"It profits me but little that a vigilant authority always protects the tranquillity of my pleasures and constantly averts all dangers from my path, without my care or concern, if this same authority is the absolute master of my liberty and my life."

--Alexis de Tocqueville, Democracy in America

Saturday, November 3, 2012

Dangerous Rhetoric

The nastiness of the Obama campaign reached a new low yesterday with Obama's comment that revenge should be a motivation for people to vote against Romney:

This is dangerous rhetoric in a democracy.   We have (or used to have) a civil society.   We vote, we count the votes, then we congratulate the winner and move on with our lives.   We don't seek "revenge" against our fellow Americans.   That kind of talk leads to riots, civil discord, violence, civil war, mayhem.  

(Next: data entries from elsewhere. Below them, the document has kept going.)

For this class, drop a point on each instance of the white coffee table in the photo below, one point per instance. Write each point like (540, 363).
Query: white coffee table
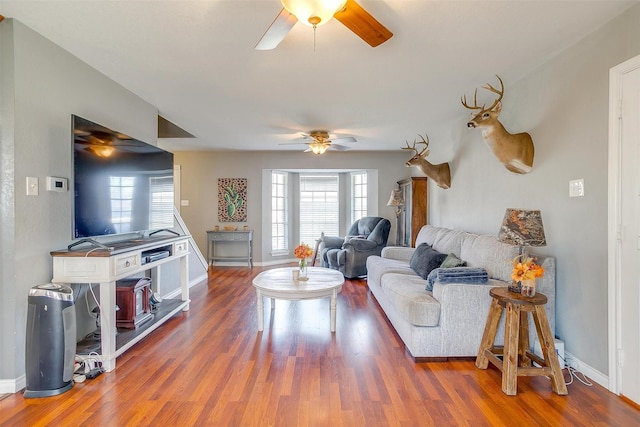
(279, 284)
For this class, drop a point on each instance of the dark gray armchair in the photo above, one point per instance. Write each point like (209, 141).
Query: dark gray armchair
(367, 236)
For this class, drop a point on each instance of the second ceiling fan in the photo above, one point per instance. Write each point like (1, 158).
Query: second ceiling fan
(318, 12)
(319, 141)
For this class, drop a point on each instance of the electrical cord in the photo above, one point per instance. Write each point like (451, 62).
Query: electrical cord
(574, 373)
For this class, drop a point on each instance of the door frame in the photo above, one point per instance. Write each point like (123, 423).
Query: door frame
(614, 222)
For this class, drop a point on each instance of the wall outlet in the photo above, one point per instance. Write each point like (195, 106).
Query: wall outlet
(32, 186)
(576, 188)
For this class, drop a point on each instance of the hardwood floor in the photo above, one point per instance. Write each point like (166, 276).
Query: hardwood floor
(210, 366)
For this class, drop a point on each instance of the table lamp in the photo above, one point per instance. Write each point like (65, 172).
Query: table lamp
(522, 228)
(397, 200)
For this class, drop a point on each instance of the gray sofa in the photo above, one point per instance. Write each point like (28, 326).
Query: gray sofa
(448, 321)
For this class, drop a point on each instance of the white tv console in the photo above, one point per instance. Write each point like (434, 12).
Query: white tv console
(121, 260)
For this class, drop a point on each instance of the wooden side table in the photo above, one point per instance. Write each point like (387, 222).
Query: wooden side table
(516, 357)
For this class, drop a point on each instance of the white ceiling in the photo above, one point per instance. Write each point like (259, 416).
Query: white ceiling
(195, 61)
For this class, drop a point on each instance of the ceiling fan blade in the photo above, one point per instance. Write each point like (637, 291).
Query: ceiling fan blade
(365, 26)
(276, 32)
(343, 139)
(293, 143)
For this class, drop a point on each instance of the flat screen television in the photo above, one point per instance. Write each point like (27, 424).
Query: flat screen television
(121, 185)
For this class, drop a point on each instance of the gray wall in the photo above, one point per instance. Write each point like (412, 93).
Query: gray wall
(41, 86)
(564, 106)
(201, 170)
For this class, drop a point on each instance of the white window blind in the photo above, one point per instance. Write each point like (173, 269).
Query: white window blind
(161, 215)
(319, 207)
(358, 195)
(279, 213)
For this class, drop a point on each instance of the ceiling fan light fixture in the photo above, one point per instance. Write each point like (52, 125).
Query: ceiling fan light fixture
(313, 12)
(103, 151)
(318, 147)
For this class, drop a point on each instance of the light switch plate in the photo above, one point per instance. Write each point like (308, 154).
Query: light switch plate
(576, 188)
(32, 186)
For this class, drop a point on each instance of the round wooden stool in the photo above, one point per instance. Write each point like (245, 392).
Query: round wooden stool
(516, 357)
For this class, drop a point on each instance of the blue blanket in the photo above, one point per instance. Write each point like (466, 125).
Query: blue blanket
(468, 275)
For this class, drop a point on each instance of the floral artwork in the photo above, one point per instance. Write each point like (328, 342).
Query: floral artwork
(232, 199)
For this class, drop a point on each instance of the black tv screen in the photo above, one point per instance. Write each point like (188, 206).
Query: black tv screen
(121, 185)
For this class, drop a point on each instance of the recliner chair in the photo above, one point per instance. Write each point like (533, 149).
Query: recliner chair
(367, 236)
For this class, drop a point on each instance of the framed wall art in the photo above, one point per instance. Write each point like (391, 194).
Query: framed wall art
(232, 199)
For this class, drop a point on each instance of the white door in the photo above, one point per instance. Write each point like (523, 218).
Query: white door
(627, 352)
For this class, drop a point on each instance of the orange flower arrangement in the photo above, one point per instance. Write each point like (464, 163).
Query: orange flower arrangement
(526, 268)
(303, 251)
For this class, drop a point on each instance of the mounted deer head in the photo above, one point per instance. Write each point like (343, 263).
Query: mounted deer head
(514, 151)
(440, 174)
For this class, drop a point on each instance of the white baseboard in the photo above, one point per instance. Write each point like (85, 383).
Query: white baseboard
(257, 264)
(587, 370)
(13, 386)
(178, 292)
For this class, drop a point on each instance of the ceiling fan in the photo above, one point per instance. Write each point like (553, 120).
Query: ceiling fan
(319, 141)
(319, 12)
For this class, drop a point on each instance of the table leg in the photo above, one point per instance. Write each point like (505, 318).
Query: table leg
(523, 343)
(260, 310)
(510, 357)
(333, 304)
(108, 324)
(549, 350)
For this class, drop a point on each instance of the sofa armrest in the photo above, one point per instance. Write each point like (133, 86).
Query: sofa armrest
(360, 245)
(332, 242)
(400, 253)
(463, 314)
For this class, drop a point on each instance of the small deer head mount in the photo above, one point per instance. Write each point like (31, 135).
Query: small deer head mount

Consider this:  with the al Qaeda terrorists who killed Chris Stevens in Benghazi, Obama talks about "bringing them to justice."   With his fellow American, Mitt Romney -- a father and grandfather, a "sterling" businessman (according to Bill Clinton), a man who has committed no crimes, who has always served the communities he's lived in, who has to all accounts no personal vices, who gives millions away to charity, who serves his church, etc. -- he talks about "revenge."   Revenge for what?   For being successful?  For living a good life?   For being white?   For being a Christian?  

I wonder whether a reporter will ask the President what exactly Mitt Romney has done in his life that merits revenge.